When the charcoal is ready to cook on it, it is not the flaming grill but one with glowing red and grayed over charcoals. The best and easiest way to get your coals to that state without using chemicals is a chimney starter. The chimney starter is a short metal cylinder with a handle and a cone shaped grate at the bottom to hold the charcoal. This method of starting your coals maximizes the heat by funneling it into a confined and upward manner, the same way turbines do in jet engines.
Start by placing some crumpled paper in the bottom under the grate and placing it standing up on the bottom of your grill (take the top cooking grate off to access) fill the chimney with your charcoal of choice. Works for both briquettes and natural wood charcoal, (do not use self-lighting charcoal, they are pre-saturated in lighter fluid). Once most of the coals have grayed over (top coals may be a little dark still, this is ok), using caution because of the extreme heat, pour the charcoals into grill. Your coals are now ready to use, rake to cover the area needed to cook on.
You may now add water soaked wood chip or chunks for that great smoke flavor. If you don't have a charcoal grill you can add that smoke flavor to a gas grill by making your self a smoke pouch made of aluminum foil and water soaked wood chips and place directly on your gas burner under the cooking grate or you can do the same with a metal or iron smokebox purchased at your grilling accessory store.
Now get out there and get cooking, and stay away from that nasty lighter fluid.


  1. Thanks for the tasty grilled burgers and dogs this weekend!

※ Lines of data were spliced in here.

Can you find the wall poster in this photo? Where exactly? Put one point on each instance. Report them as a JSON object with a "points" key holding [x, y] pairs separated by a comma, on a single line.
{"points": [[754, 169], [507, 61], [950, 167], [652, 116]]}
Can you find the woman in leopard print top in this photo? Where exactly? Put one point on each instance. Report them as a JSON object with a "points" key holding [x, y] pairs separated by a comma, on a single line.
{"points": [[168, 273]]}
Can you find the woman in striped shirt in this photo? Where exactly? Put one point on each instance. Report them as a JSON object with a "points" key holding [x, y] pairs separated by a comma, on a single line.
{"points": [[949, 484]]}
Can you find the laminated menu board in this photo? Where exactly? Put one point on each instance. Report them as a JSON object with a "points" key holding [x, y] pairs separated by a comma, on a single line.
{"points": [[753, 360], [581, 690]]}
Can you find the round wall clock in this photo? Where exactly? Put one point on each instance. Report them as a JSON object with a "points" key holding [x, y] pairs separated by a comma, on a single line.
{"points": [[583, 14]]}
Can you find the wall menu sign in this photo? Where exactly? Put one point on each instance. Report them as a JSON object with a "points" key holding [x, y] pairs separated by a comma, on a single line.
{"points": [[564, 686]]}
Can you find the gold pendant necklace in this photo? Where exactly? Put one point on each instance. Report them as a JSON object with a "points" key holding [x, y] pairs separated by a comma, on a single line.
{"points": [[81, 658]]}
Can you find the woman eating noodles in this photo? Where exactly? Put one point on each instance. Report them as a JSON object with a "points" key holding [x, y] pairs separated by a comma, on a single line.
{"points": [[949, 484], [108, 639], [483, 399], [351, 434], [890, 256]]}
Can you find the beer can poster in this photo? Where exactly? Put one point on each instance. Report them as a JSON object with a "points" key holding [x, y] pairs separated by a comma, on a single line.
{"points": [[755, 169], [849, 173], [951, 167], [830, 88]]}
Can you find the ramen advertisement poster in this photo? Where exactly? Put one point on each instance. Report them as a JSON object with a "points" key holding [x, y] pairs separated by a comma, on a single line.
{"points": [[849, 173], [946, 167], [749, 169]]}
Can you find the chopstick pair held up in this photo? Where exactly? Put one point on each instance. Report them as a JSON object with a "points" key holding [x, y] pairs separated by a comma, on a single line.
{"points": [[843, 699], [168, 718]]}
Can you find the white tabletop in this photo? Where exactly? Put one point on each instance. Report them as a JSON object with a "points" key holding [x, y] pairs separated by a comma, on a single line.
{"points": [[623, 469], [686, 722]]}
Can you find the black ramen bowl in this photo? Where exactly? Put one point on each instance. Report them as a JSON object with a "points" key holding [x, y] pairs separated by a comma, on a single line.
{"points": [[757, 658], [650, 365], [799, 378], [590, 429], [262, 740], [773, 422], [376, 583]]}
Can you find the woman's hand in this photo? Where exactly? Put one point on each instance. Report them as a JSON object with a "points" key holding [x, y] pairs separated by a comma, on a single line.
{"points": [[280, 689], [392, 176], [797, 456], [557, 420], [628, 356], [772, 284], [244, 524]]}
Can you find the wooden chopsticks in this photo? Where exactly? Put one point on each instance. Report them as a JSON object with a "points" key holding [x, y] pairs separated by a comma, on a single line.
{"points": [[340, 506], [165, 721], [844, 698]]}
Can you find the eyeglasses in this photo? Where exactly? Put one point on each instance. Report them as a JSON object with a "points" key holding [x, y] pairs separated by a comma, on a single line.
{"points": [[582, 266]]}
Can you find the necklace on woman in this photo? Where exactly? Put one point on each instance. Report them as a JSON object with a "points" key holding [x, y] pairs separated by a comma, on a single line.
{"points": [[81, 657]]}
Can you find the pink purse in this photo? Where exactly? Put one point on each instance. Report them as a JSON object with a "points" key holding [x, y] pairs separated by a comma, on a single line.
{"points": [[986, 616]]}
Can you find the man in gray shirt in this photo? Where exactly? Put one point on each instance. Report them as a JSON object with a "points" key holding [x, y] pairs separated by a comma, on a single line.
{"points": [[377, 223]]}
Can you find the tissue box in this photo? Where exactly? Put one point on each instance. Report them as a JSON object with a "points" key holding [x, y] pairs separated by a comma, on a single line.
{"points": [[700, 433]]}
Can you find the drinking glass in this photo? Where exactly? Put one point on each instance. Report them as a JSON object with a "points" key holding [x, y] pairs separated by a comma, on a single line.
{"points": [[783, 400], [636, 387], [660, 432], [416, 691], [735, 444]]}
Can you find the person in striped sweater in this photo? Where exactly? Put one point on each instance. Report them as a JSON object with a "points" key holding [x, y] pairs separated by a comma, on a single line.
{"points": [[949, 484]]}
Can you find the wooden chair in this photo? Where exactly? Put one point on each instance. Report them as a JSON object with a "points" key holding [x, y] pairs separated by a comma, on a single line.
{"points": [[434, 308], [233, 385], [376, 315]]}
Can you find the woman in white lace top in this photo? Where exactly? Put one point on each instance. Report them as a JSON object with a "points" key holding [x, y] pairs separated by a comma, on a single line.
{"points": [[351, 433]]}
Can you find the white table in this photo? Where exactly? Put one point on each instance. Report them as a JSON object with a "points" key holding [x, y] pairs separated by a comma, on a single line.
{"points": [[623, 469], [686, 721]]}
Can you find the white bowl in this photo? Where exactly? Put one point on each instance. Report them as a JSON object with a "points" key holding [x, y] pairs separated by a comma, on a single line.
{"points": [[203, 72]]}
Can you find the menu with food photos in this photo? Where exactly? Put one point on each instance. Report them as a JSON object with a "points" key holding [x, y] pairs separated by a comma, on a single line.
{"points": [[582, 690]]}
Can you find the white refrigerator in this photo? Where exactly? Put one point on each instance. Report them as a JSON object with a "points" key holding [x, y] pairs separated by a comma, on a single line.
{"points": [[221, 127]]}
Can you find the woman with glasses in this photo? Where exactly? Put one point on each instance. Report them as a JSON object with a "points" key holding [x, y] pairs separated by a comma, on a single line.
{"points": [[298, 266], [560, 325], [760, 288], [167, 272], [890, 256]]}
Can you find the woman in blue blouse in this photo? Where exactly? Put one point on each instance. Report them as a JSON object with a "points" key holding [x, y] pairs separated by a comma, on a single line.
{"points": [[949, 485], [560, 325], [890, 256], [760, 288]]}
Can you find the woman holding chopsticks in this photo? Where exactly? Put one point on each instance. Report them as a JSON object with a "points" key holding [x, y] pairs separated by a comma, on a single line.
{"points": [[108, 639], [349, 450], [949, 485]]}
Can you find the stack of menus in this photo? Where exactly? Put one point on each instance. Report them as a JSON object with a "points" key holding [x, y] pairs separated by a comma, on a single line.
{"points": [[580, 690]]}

  2. It was good to keep it simple and quick. ALthough I love the 8-12 smoking sessions and haute cuisine, just some good old standards is fun=)

  3. TARL: I think your blog is great advice! I've kept up since day one. I wanted to ask though if you had any suggestions for jerky making, especially with the weather outside.

    ASK CHEF DAVE: Depends on your method, the easiest way is to use an indoor dehydrator or your oven. Keep at 200F or less until dry But with the dehydrator and oven you really have to lean on the strength of your marinade.They are relatively cheap and are usually expandable. my method of choice is an indirect smoking method. If you do not have a offset smoker or a box smoker like a Bradley, you can do it on a charcoal grill with your charcoal to one side (only 1/3 of total area) run low and slow adding soaked wood chips every hour (keep temp under 210F). keep covered and make sure your meat is thin, cut into thin strips and pound it out between two pieces of plastic. Remember when smoking the wood's smoke is a flavorant so you can marinate for less time.

  4. KeriAnne: I have one for you.... I got some Jerusalem artichokes over the weekend, and have never had or prepared them before. Any suggestions?

    ASK CHEF DAVE:You can shorten the name of Jerusalem artichokes to what we call in the business as sunchokes. Sunchokes can be used just like any tuber like potato, they are just a little sensitive and oxidize and buise a lot easier. Because of this wash them gently and cook them by steaming or boiling them in the skin. it prevents them from turning dark and nasty. I have used them peeled and mashed to thicken soups and chowders, they are full of thickening starches. Another idea is to use your favorite latkes (potato pancakes) and substitute sunchokes drizzle with a vinagertte, yum!